LangChain & LangGraph Playbook
Pre-flight checklist
Before a LangChain or LangGraph system ships, make the contract boring. Inputs are typed. Outputs are validated. Tool calls are named. State has a retention policy. Traces have tags. Costs have limits. If any of that sounds excessive, congratulations: you have discovered why demos become incidents.
| Area | Ship only when | The footgun |
|---|---|---|
| State | Threads, reducers, and checkpoint retention are explicit | One global chat history because it was easy |
| Tools | Allowlisted, typed, and wrapped in boring result envelopes | The model gets to improvise API intent |
| Retrieval | Measured recall and citations | Vector store karaoke |
| Cost | Budgets per branch and provider-level limits | Finance finds out before engineering |
| Security | Injection tests and approval gates | Prompt-as-policy cosplay |
Observability
Trace every meaningful node. Add tags for tenant, environment, graph version, prompt version, model, and cost tier. Debugging without those fields is not debugging.
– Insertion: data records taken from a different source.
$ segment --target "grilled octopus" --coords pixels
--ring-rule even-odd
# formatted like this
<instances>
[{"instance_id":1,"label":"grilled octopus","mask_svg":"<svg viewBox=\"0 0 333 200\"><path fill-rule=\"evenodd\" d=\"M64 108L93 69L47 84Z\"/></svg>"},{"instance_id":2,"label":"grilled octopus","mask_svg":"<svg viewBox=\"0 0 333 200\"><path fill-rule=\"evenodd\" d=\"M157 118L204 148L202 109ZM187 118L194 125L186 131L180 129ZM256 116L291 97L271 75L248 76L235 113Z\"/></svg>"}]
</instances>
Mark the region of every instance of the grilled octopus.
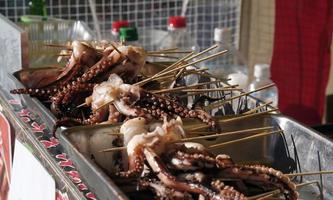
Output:
<instances>
[{"instance_id":1,"label":"grilled octopus","mask_svg":"<svg viewBox=\"0 0 333 200\"><path fill-rule=\"evenodd\" d=\"M239 165L228 155L210 153L200 143L182 142L185 132L180 118L154 128L144 118L126 121L121 133L126 138L128 170L118 177L138 179L141 188L154 191L158 199L247 199L246 186L264 192L279 189L286 199L296 200L295 184L282 172L261 165ZM148 168L150 172L144 172ZM241 184L229 185L223 179ZM244 188L245 187L245 188Z\"/></svg>"},{"instance_id":2,"label":"grilled octopus","mask_svg":"<svg viewBox=\"0 0 333 200\"><path fill-rule=\"evenodd\" d=\"M197 118L213 128L219 128L205 111L189 109L170 98L126 84L116 74L111 74L108 81L94 86L92 96L86 99L86 104L91 105L92 115L86 120L76 120L81 124L119 122L121 115L147 119L180 116Z\"/></svg>"}]
</instances>

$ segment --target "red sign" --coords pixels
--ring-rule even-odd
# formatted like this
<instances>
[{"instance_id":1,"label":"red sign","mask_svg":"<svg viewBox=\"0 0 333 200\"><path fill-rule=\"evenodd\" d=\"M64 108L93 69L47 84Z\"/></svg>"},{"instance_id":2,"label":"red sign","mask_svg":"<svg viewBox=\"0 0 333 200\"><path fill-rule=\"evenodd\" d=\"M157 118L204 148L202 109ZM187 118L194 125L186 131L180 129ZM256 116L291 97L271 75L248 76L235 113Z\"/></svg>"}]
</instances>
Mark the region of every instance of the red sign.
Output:
<instances>
[{"instance_id":1,"label":"red sign","mask_svg":"<svg viewBox=\"0 0 333 200\"><path fill-rule=\"evenodd\" d=\"M11 129L7 118L0 112L0 199L7 199L11 168Z\"/></svg>"}]
</instances>

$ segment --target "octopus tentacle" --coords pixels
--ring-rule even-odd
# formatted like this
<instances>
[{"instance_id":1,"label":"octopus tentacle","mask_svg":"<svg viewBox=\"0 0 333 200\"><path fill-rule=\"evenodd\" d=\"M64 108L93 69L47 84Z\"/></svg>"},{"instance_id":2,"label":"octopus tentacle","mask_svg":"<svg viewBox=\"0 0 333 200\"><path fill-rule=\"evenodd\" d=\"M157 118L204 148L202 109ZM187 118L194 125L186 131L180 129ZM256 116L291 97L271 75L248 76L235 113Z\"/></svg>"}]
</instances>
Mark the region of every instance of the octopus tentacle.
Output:
<instances>
[{"instance_id":1,"label":"octopus tentacle","mask_svg":"<svg viewBox=\"0 0 333 200\"><path fill-rule=\"evenodd\" d=\"M214 180L211 182L211 186L218 191L225 200L246 200L244 194L235 190L233 187L225 185L220 180Z\"/></svg>"},{"instance_id":2,"label":"octopus tentacle","mask_svg":"<svg viewBox=\"0 0 333 200\"><path fill-rule=\"evenodd\" d=\"M223 200L224 197L220 194L216 194L214 191L210 190L207 187L204 187L200 184L195 183L186 183L181 182L176 179L173 175L171 175L167 168L164 166L160 158L157 154L149 147L146 147L143 150L147 162L149 163L150 167L153 169L153 172L157 174L157 177L167 186L170 188L174 188L180 191L186 191L189 193L196 193L204 196L207 199L211 200Z\"/></svg>"},{"instance_id":3,"label":"octopus tentacle","mask_svg":"<svg viewBox=\"0 0 333 200\"><path fill-rule=\"evenodd\" d=\"M197 118L211 127L217 127L215 120L203 110L191 110L178 102L159 95L140 90L140 100L136 106L147 108L147 112L154 117L163 118L166 115L178 115L184 118Z\"/></svg>"},{"instance_id":4,"label":"octopus tentacle","mask_svg":"<svg viewBox=\"0 0 333 200\"><path fill-rule=\"evenodd\" d=\"M10 91L11 94L29 94L33 97L48 98L58 92L56 87L46 88L18 88Z\"/></svg>"},{"instance_id":5,"label":"octopus tentacle","mask_svg":"<svg viewBox=\"0 0 333 200\"><path fill-rule=\"evenodd\" d=\"M155 193L156 199L170 200L192 200L193 197L187 192L181 192L173 188L166 187L161 181L156 179L140 180L142 188L149 188Z\"/></svg>"},{"instance_id":6,"label":"octopus tentacle","mask_svg":"<svg viewBox=\"0 0 333 200\"><path fill-rule=\"evenodd\" d=\"M62 91L59 91L55 96L52 97L51 110L54 114L59 114L61 112L60 106L70 102L72 97L80 92L92 91L95 84L85 83L85 84L67 84Z\"/></svg>"},{"instance_id":7,"label":"octopus tentacle","mask_svg":"<svg viewBox=\"0 0 333 200\"><path fill-rule=\"evenodd\" d=\"M128 156L129 169L116 175L124 178L139 176L143 171L144 156L140 148L136 148L134 155Z\"/></svg>"},{"instance_id":8,"label":"octopus tentacle","mask_svg":"<svg viewBox=\"0 0 333 200\"><path fill-rule=\"evenodd\" d=\"M288 199L296 200L298 193L296 185L282 172L262 165L237 165L227 155L219 155L216 158L220 172L226 178L241 178L244 181L255 182L260 185L272 185L279 188Z\"/></svg>"}]
</instances>

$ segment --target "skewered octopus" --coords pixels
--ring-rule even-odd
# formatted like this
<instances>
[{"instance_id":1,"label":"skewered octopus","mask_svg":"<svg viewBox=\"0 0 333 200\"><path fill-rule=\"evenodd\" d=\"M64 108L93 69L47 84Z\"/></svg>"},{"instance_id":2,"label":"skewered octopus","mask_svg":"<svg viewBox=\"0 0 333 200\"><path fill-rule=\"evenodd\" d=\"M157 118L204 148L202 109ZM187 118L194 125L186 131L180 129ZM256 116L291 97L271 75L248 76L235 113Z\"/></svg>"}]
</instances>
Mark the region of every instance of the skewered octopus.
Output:
<instances>
[{"instance_id":1,"label":"skewered octopus","mask_svg":"<svg viewBox=\"0 0 333 200\"><path fill-rule=\"evenodd\" d=\"M117 46L117 47L116 47ZM91 45L74 41L72 54L66 67L52 79L39 81L32 88L14 89L14 94L30 94L50 100L51 111L62 117L91 94L96 84L106 81L115 73L132 82L145 65L146 52L141 47L114 44L103 51ZM31 79L31 78L30 78ZM77 99L76 97L82 97Z\"/></svg>"},{"instance_id":2,"label":"skewered octopus","mask_svg":"<svg viewBox=\"0 0 333 200\"><path fill-rule=\"evenodd\" d=\"M228 155L213 155L199 143L181 142L185 132L180 118L165 119L150 132L148 127L144 118L122 125L128 170L117 176L136 177L140 188L154 191L158 199L244 200L249 186L263 192L279 189L286 199L298 198L295 184L278 170L239 165Z\"/></svg>"},{"instance_id":3,"label":"skewered octopus","mask_svg":"<svg viewBox=\"0 0 333 200\"><path fill-rule=\"evenodd\" d=\"M66 67L45 70L23 71L21 82L27 88L19 88L11 91L13 94L30 94L31 96L49 99L63 87L81 76L87 68L93 66L101 59L102 54L85 42L73 41L71 43L72 54Z\"/></svg>"},{"instance_id":4,"label":"skewered octopus","mask_svg":"<svg viewBox=\"0 0 333 200\"><path fill-rule=\"evenodd\" d=\"M218 128L215 120L205 111L188 109L167 97L153 94L136 85L125 84L116 74L111 74L108 81L96 85L92 96L86 99L86 104L91 105L92 115L83 120L82 124L101 123L106 117L106 123L114 123L119 121L122 114L148 119L163 119L166 116L197 118ZM110 105L105 107L107 104Z\"/></svg>"}]
</instances>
It is staring into a JSON blob until lunch becomes dinner.
Persistence
Use a real checkpointer for anything user-facing. In-memory is a demo, a unit test, or a future apology. Pick Postgres when you need operational familiarity and Redis when fast resumability beats relational comfort.
Cost
Use cheap models for classification, routing, extraction, and input cleanup. Reserve expensive models for synthesis and judgment where quality justifies the bill. If every node uses the flagship model, you built a money printer pointed the wrong way.
Security
Assume every retrieved document and user message is hostile until proven boring. Validate structured outputs, sandbox code execution, isolate secrets, and put human approval in front of irreversible actions.
Deployment
LangServe is excellent when your product shape matches runnable endpoints. Plain FastAPI is better when you need custom auth, long-running workflow control, or product-specific orchestration. Use the tool that fits. Revolutionary, apparently.
On-call decision tree
- Find the trace by thread id, tenant, and graph version.
- Check whether the failure is input, retrieval, tool, model, or state.
- Replay from the last checkpoint if the state is valid.
- Fork the run if the fix is experimental.
- Patch the guardrail or evaluator before re-running production traffic.
You can be cocky after the system can explain itself. Before that, you are just loud.